TRAVONTAE E. BEASLEY #615584, Case No. 2:24-cv-106

Plaintiff, Hon. Maarten Vermaat U.S. Magistrate Judge v.

UNKNOWN WATSON, et al.,

Defendants. /

OPINION

I. Introduction This Opinion addresses Defendant Watson’s motion for summary judgment due to Plaintiff’s failure to exhaust administrative remedies against him. (ECF No. 15.) Plaintiff responded in opposition on February 27, 2025. (ECF No. 20.) Plaintiff – State prisoner Travontae E. Beasley − filed an unverified complaint and an unverified amended complaint under 42 U.S.C. § 1983 alleging that Defendant Watson violated his Eighth Amendment rights while he was incarcerated at Marquette Branch Prison (MBP). (ECF Nos. 1, 5.) Beasley specifically claims that Defendant Watson subjected him to excessive force under the Eighth Amendment. (ECF Nos. 1, 5.) Beasley says that on March 13, 2024, he was the victim of a vicious, homophobic attack by a group of Corrections Officers (COs). (ECF No. 5, PageID.22.) Beasley states that between 9:00 pm and 11:00 pm, he was being escorted from the “yard module” or “cage” back to his cell by a group of COs, which included Watson. (Id.) Beasley explains that the transport was recorded by one of the COs using a “hand-held video recorder” which “captures audio and video.” (Id.) Beasley says that

Watson “very aggressive[ly] restrained him for the escort using both handcuffs and belly chains. (Id.) Beasley asked a member of the escort team if he was going to “let [Watson] do this,” and the CO nodded affirmatively. (Id.) Beasley states that once he was restrained, the cage door opened to allow him to exit. (Id.) Watson then “grabbed [his] left arm and began [the] escort” back to Beasley’s cell. (Id.) Beasley says he felt “extremely nervous” as he walked and that he observed “at least five C/Os [he] was unfamiliar with.” (Id.)
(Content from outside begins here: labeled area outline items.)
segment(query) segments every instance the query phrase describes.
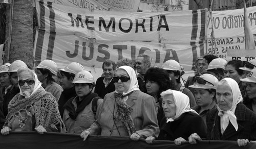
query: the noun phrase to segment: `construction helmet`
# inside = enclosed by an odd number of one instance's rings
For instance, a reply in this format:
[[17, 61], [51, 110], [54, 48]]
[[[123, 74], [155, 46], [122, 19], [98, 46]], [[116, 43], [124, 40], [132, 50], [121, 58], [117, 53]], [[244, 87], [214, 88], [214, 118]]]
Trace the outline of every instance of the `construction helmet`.
[[189, 86], [191, 88], [216, 89], [218, 79], [210, 74], [205, 73], [200, 77], [196, 77], [194, 79], [194, 84]]
[[253, 68], [249, 73], [246, 78], [240, 79], [241, 81], [256, 83], [256, 68]]
[[39, 65], [34, 68], [47, 69], [55, 75], [58, 73], [58, 66], [54, 61], [50, 60], [45, 60], [41, 61]]
[[10, 65], [8, 72], [17, 72], [18, 69], [20, 68], [28, 68], [28, 66], [27, 66], [27, 64], [23, 61], [16, 60], [12, 62], [12, 63], [11, 64], [11, 65]]
[[243, 67], [239, 67], [239, 69], [245, 71], [251, 71], [252, 69], [256, 67], [256, 59], [252, 59], [249, 62], [243, 61]]
[[78, 72], [85, 70], [80, 64], [72, 62], [68, 64], [64, 69], [61, 69], [60, 70], [76, 74]]
[[180, 71], [181, 72], [180, 64], [174, 60], [169, 60], [164, 62], [162, 68], [166, 70]]
[[75, 76], [73, 83], [95, 83], [93, 75], [88, 71], [82, 70]]
[[217, 68], [221, 68], [225, 70], [227, 64], [227, 61], [225, 59], [223, 59], [222, 58], [216, 58], [213, 59], [212, 61], [210, 62], [209, 65], [208, 66], [208, 68], [205, 69], [205, 71], [211, 69], [215, 69]]
[[10, 63], [5, 63], [0, 65], [0, 73], [8, 72], [10, 65], [11, 65], [11, 64]]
Beasley alleges that before they had been able to walk more than fifteen or twenty feet from the cage, CO Watson instigated the attack against him. (Id.) Watson “slammed” Beasley into the concrete. (Id.) Beasley says he was unable to brace himself because of the restraints and that his “face took most of the impact.” (Id.) Watson then grabbed Beasley’s head by his hair and “forc[ed his] face into the concrete.” (Id.) Watson allegedly asked, “Hows [sic] the concrete taste f[-slur]?” (Id.)

Beasley says Watson “began using his hand to apply pressure to [Beasley’s] neck” and was “cutting off [his] oxygen.” (Id.) As he did so, Watson allegedly “leaned close” and said, “F[*]cking n[-word].” (Id.) Beasley states that while Watson was choking him, other members of the escort team were also attacking him. (Id.) Beasley says one CO repeatedly kneed him on the right side of his ribcage. (Id.) Another CO, or two, allegedly held down Beasley’s legs. (Id.) Beasley said he was “face down in a growing puddle of [his] blood” and that he was “completely defenseless.” (Id.) Beasley says that the attack stopped when he heard someone say, “We got blood.” (Id.) At that time, a “spit bag”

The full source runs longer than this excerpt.